Sicilia, Palermo                      

Oriana

Los desafíos son parte de la vida, pruebas invisibles que miden nuestras capacidades y habilidades. Pero también son un arma de doble filo: pueden elevarnos a la cima si los conquistamos o hacernos añicos cuando fallamos. Aunque, si lo pienso bien, son más que eso. Son una trampa bien disfrazada, un susurro del diablo incitándonos a dar el paso, un juego de seducción con el peligro donde, a veces, salimos ilesos y, en otras, terminamos en ruinas.

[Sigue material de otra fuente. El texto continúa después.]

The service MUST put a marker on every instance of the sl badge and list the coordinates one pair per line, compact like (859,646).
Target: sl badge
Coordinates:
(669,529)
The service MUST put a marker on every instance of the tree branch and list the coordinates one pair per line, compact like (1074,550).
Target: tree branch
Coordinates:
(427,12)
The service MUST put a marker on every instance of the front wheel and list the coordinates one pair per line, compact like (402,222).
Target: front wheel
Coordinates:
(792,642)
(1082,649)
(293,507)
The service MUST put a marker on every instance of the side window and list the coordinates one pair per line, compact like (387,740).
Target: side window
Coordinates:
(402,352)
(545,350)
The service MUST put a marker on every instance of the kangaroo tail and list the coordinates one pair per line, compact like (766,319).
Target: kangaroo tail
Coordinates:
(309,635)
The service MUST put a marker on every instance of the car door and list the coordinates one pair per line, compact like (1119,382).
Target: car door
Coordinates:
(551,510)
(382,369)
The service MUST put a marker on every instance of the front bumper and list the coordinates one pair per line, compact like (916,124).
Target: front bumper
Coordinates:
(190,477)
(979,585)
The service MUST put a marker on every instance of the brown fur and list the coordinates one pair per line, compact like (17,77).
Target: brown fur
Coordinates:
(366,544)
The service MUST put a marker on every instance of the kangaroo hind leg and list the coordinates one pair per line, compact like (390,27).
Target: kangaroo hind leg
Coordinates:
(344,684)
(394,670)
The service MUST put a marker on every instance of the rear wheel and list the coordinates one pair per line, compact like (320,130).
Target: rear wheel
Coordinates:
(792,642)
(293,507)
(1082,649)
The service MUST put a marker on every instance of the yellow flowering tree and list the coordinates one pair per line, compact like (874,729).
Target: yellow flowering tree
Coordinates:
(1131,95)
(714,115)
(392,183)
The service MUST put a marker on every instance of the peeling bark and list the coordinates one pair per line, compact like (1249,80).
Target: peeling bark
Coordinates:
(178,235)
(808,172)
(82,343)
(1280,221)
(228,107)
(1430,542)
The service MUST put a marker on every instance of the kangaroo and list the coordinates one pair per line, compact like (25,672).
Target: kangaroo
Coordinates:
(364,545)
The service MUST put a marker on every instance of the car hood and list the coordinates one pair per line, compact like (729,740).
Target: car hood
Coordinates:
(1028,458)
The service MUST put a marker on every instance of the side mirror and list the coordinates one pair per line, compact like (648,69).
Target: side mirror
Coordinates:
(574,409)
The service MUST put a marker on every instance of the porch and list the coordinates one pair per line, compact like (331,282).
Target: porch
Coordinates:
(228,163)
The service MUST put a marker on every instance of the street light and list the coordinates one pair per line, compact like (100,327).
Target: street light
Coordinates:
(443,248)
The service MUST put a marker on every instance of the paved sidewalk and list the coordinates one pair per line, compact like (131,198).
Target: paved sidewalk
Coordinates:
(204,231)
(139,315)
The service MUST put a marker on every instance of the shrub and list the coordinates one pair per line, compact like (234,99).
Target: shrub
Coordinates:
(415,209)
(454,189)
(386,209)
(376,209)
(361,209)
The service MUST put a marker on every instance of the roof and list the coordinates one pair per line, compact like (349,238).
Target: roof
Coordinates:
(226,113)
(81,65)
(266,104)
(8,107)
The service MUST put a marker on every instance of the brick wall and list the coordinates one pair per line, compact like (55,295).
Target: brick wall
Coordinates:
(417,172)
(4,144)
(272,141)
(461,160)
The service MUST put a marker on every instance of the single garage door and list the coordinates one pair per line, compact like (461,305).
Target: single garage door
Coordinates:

Algunos prefieren ignorarlos, por cobardía o comodidad, aferrándose a la seguridad de lo que conocen, como quien elige quedarse en la orilla viendo las olas romper una y otra vez sin atreverse a sumergirse. Otros, adictos a la adrenalina, se lanzan sin mirar atrás, sin medir la profundidad ni el alcance del impacto. Son los que viven al filo del abismo, convencidos de que el vértigo es sinónimo de vida.

Y luego está el último grupo, aquellos que diseccionan cada detalle con precisión quirúrgica, intentando controlar lo incontrolable, convencidos de que pueden doblar el destino a su voluntad. Son estrategas del riesgo, jugadores calculadores en un tablero donde las reglas cambian con cada movimiento.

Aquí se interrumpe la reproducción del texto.